Ze Ketti – samba humaniste

On a parfois opposé la « protest song » brésilienne à la samba. Les deux ont connu un grand succès lors de l’instauration de la dictature en 1964. Un versant jeune et contestataire et de l’autre une musique tournée vers la tradition et la « brasilianité », bref conservatrice voire nationaliste.

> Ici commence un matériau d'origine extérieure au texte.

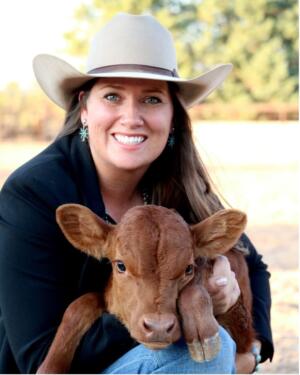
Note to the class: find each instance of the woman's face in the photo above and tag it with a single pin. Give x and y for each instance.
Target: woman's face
(129, 121)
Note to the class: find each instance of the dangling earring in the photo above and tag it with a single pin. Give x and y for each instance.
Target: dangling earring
(171, 139)
(83, 131)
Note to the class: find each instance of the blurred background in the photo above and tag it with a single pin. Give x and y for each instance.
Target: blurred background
(247, 131)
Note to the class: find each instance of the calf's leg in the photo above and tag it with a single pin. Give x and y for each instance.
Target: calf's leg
(77, 319)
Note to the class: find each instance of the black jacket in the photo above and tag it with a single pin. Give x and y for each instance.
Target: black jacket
(41, 273)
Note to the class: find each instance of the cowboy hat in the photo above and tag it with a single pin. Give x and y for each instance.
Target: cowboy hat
(134, 46)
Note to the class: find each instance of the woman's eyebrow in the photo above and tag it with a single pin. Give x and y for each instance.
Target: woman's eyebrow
(153, 89)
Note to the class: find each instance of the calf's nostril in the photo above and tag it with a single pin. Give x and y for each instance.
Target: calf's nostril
(170, 327)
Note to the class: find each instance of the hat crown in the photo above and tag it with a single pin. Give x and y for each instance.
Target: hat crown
(132, 39)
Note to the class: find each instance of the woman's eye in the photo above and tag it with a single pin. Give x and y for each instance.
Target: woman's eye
(120, 266)
(189, 270)
(112, 97)
(152, 100)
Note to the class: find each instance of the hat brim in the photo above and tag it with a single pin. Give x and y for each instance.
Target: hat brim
(59, 80)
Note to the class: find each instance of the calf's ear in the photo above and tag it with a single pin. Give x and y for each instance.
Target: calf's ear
(84, 229)
(218, 233)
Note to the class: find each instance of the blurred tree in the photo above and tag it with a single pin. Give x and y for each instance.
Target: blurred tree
(28, 113)
(259, 37)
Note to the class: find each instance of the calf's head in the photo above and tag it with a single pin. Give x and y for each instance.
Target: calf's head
(152, 251)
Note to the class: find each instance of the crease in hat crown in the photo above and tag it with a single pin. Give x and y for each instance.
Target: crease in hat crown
(132, 35)
(132, 46)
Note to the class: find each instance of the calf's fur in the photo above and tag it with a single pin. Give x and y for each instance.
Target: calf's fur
(157, 288)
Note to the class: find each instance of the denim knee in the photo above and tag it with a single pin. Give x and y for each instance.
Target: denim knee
(175, 359)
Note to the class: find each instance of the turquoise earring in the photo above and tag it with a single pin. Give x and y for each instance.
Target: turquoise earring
(83, 131)
(171, 139)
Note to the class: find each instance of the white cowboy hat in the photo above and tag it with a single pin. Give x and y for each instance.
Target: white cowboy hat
(135, 46)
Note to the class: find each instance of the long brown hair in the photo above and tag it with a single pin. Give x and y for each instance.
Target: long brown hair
(177, 178)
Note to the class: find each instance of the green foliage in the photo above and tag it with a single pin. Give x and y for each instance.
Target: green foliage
(259, 37)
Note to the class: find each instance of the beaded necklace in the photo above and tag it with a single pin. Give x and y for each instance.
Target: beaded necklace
(146, 200)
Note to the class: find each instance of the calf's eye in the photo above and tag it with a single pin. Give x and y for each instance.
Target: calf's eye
(189, 270)
(120, 266)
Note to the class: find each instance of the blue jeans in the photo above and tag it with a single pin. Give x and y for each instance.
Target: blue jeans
(174, 360)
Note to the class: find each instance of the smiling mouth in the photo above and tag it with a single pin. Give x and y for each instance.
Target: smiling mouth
(129, 140)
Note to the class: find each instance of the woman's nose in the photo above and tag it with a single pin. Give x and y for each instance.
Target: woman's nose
(132, 116)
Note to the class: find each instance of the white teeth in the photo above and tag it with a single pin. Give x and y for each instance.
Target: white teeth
(126, 140)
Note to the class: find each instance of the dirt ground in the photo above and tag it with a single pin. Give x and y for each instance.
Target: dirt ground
(256, 169)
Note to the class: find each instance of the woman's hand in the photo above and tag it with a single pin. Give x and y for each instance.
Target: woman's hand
(245, 363)
(223, 286)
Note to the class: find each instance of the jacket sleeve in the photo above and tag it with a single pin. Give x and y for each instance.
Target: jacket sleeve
(260, 286)
(39, 276)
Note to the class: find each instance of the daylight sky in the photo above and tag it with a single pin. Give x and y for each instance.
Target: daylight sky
(27, 28)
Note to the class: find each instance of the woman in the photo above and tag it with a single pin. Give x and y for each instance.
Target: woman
(126, 141)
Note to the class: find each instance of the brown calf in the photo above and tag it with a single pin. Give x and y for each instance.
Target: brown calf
(160, 265)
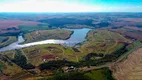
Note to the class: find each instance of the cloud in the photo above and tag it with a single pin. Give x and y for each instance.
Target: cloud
(62, 6)
(47, 6)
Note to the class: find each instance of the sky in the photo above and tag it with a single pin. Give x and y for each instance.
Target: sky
(70, 5)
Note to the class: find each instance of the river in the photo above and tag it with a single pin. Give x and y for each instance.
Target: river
(77, 37)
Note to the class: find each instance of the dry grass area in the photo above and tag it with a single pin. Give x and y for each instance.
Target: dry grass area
(5, 24)
(129, 69)
(15, 23)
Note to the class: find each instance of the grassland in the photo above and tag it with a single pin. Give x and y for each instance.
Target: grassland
(100, 47)
(103, 41)
(6, 40)
(26, 29)
(98, 42)
(130, 68)
(47, 34)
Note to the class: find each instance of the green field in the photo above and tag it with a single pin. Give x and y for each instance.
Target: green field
(95, 51)
(26, 29)
(100, 74)
(6, 40)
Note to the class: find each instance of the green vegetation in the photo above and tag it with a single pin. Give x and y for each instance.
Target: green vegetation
(1, 66)
(6, 40)
(21, 60)
(25, 29)
(100, 74)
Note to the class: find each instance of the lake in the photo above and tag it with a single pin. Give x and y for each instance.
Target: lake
(78, 36)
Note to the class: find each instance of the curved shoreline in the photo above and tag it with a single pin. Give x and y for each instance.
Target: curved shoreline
(74, 39)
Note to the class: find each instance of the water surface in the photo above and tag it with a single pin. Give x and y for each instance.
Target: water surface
(77, 37)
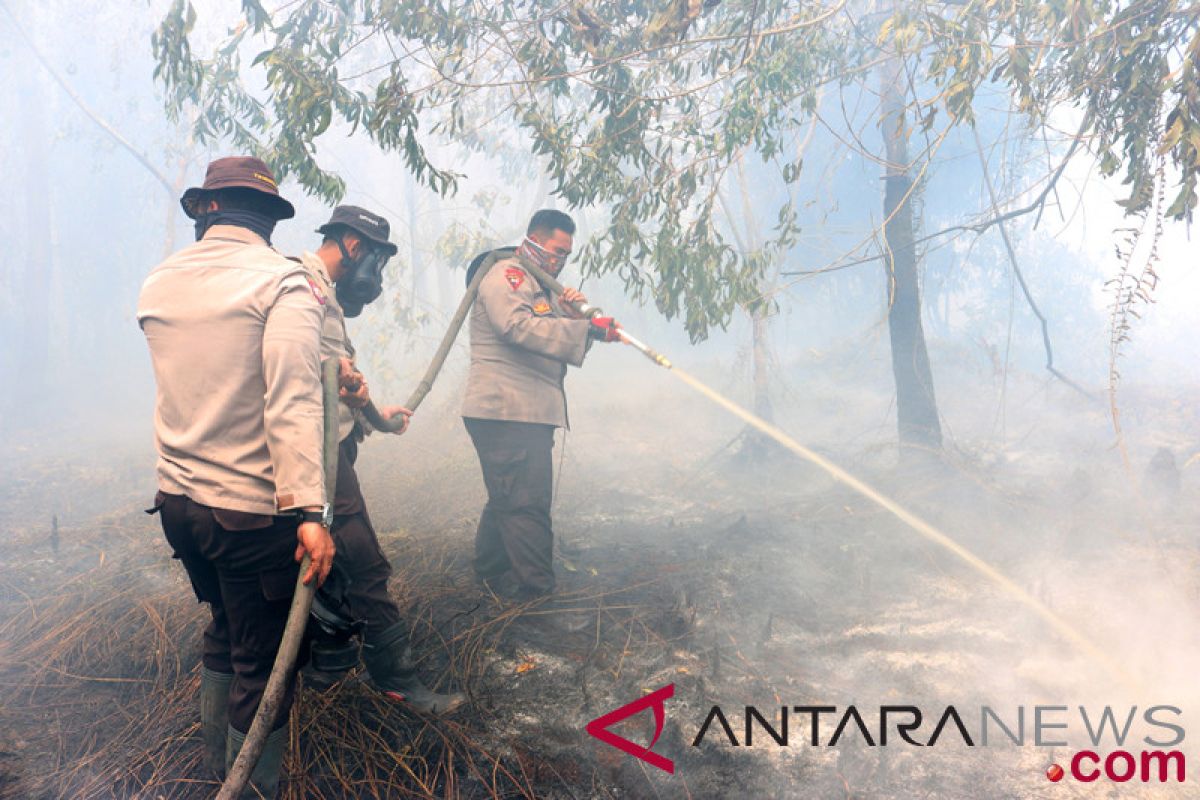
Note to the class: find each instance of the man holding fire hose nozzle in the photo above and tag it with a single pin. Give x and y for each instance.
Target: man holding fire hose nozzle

Le parcours de Zé Ketti (parfois orthographié Zé Keti) tord cette opposition. C’est un effet un sambista de Rio de Janeiro respecté, qui a comme beaucoup à l’époque, alterné emplois alimentaires (étant même un moment militaire) et musique. Il a fait ses classes au sein de l’école de Portela et connu le succès vers la fin des années 50 avec  le morceau  » A voz do morro » (la voix des collines [où sont situées les favelas]). C’est d’ailleurs le nom qu’il donne au groupe A Voz do Morro, qu’il forme aux côtés de Paulinho da Viola et d’Elton Medeiros.

Mais Zé Ketti est aussi à l’origine de Show Opinião, un spectacle joué quelques mois après le coup d’Etat brésilien. Aux côtés de Jõao do Vale et Nara Leão (la muse de la bossa nova, genre qui était d’ailleurs aussi taxée d’apolitisme), bientôt remplacée par Maria Bethânia, ils alternent chansons engagées et lecture de textes sur des thèmes sociaux. Les paroles de la chanson titre sont assez claires  :“Podem me bater/Podem me prender/Podem ate deixar-me sem comer/Que eu nao mudo de opinião... (ils peuvent me battre, ils peuvent même me laisser sans manger/ je ne changerai pas d’opinion).

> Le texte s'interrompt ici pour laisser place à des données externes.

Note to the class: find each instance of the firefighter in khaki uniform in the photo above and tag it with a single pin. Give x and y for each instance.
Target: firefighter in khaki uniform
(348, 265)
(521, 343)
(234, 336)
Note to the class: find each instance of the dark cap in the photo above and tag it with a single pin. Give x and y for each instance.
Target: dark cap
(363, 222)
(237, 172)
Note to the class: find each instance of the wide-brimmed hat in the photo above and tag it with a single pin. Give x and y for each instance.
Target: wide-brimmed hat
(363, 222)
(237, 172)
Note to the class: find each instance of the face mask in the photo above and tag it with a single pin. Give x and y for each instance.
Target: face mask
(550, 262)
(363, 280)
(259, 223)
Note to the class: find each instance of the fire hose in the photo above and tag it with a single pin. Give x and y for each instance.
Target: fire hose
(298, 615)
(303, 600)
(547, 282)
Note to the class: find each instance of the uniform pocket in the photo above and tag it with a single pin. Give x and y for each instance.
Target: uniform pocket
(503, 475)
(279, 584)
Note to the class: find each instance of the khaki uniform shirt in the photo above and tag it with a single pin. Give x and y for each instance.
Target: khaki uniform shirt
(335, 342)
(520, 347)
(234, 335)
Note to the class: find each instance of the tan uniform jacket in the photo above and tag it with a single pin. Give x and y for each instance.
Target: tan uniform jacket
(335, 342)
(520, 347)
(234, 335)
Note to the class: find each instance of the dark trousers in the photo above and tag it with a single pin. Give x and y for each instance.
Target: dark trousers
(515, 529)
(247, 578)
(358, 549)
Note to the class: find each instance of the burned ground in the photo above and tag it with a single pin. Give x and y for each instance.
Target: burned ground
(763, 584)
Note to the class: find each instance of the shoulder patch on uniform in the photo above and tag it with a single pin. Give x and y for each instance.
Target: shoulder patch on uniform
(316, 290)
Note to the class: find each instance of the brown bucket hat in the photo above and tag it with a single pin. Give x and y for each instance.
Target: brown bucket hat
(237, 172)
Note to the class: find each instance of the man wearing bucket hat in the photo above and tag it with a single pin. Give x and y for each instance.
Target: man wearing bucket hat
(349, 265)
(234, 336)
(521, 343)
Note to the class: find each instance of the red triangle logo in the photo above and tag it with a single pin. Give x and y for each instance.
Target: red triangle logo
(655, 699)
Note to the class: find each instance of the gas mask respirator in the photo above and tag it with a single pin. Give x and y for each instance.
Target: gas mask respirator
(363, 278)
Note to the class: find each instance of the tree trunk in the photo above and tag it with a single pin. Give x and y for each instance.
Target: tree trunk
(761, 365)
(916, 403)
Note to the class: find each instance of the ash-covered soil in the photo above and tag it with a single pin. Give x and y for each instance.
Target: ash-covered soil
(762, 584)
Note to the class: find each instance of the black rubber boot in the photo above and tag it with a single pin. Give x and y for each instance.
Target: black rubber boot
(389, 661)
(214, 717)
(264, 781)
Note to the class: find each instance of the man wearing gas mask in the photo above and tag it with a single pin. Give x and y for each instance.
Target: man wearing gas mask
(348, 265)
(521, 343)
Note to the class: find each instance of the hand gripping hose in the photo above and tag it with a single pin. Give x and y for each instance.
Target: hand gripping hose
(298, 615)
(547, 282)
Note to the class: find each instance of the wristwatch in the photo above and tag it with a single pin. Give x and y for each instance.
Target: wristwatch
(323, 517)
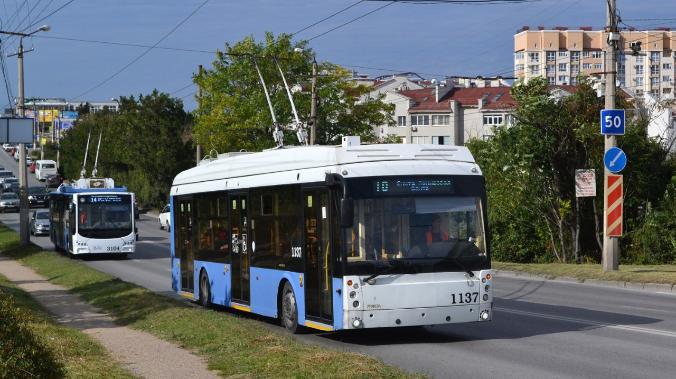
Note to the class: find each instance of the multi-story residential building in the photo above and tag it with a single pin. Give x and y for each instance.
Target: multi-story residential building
(447, 114)
(560, 55)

Ce n’est pourtant pas ce disque que je souhaite vous faire écouter, ni son premier album solo de 1967, dont les arrangements trop orchestrés me semblent un peu datés. Je préfère l’album de 1971 plus « traditionnel », et pour cette raison plus moderne. Car comme André Gide le disait « Ce qui paraîtra bientôt le plus vieux, c’est ce qui d’abord aura paru le plus moderne. Chaque complaisance, chaque affectation est la promesse d’une ride ».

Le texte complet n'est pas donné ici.